If the Stain Has Already Dried or Set In
A tea stain that's dried on cotton, especially one that's been ironed or dried on high heat, typically needs 2-4 rounds of a fresh oxygen bleach soak rather than one attempt, since heat drives the tannin bond deeper into the fiber each time it's applied. Milky tea complicates an old stain further — the milk's protein component can add a faint yellowish ring around the tannin mark that oxygen bleach alone won't fully touch, so a small amount of enzyme detergent added to the soak helps address both halves at once.
What Not to Do on This Surface
Don't rub a bar of regular soap directly onto a fresh tea stain before treating it — plain soap is alkaline, and alkalinity actually accelerates the tannin's bond to cotton fiber rather than lifting it, which is the opposite of what most people expect and a common reason a 'quick scrub' makes a tea stain worse. Don't dry the item until the stain is confirmed gone in bright light.
When to Call a Professional
Tea on ordinary washable cotton is one of the more forgiving pairs on this whole site and rarely justifies a professional — a soak or two handles the vast majority of spills. Consider a cleaner only for a valuable or tailored cotton piece with a stain that's been through repeated heat cycles and hasn't responded after several honest soak attempts.
The Full Picture
Tea is a single-note tannin stain, which sounds simpler than red wine's combined tannin-and-pigment chemistry, and on cotton it largely is — there's no anthocyanin dye to oxidize separately, just the tannin-cellulose cross-link to break, so oxygen bleach's oxidizing action does the whole job here rather than only half of it.
The strength of the tea and how long it steeped both matter more than people expect: a strongly brewed black tea carries far more theaflavin and thearubigin content than a light green or herbal tea, and a stronger brew forms a more stubborn bond in the same amount of contact time, which is part of why some tea spills wipe away with plain water and others leave a lasting mark.
Milk or sugar added to the tea changes the treatment slightly — milk introduces a protein element that benefits from a touch of enzyme detergent alongside the oxygen bleach, while a heavily sugared tea can feel slightly sticky even after the tannin is addressed, which is a texture issue rather than a staining one and usually clears in a normal wash.
Cotton's durability is the real advantage here, same as with red wine: it tolerates a long soak and repeated treatment attempts without damage, so an old or dark tea stain that a delicate fabric would have to give up on is still a reasonable DIY project on a cotton shirt or tablecloth.
Frequently Asked Questions
- Does lemon juice actually work on tea stains?
- On white cotton left in direct sun, yes — the combination of citric acid and UV light breaks down tannin fairly effectively, which is why it's a genuinely useful trick for whites specifically. It's not reliable on colored cotton, where the same acid-and-sun combination can fade the fabric's dye along with the stain.
- Why did my tea stain turn yellow-brown after I tried to wash it out?

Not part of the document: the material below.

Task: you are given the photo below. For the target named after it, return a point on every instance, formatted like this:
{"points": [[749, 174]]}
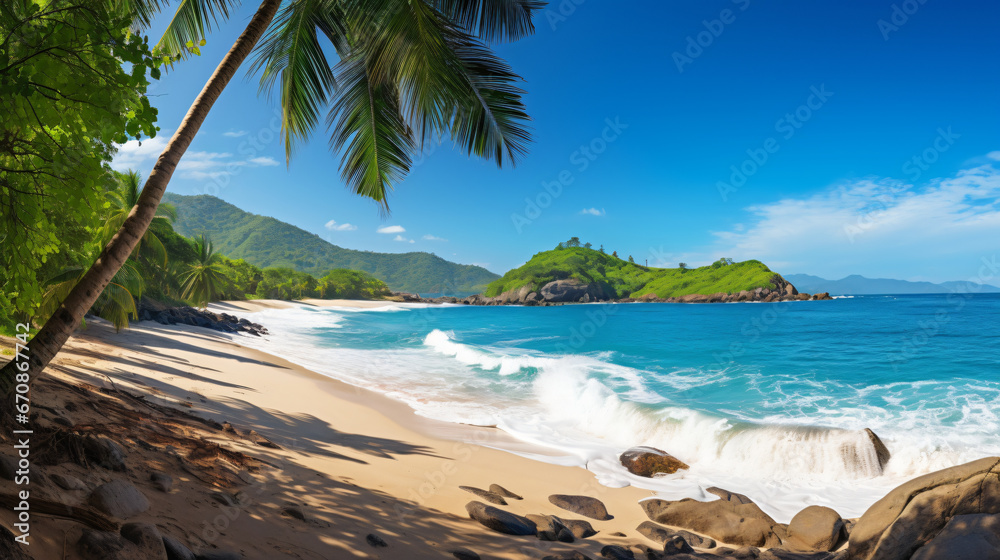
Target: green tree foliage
{"points": [[202, 280], [626, 279], [351, 284], [72, 85], [269, 243]]}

- That's usually the tannin oxidizing further rather than lifting — plain water or a quick wash without an oxidizer can spread and darken a tea stain instead of removing it, since tannin actually continues to change color as it dries and ages.
- Is green tea easier to remove than black tea?
- Generally yes, since green tea carries lower levels of the oxidized tannin compounds (theaflavins and thearubigins) that form during black tea's fermentation process, which means a lighter bond to the fiber and usually a faster response to the same oxygen bleach treatment.
Surface caution: hot water on protein stains (sets them); chlorine bleach on colored cotton.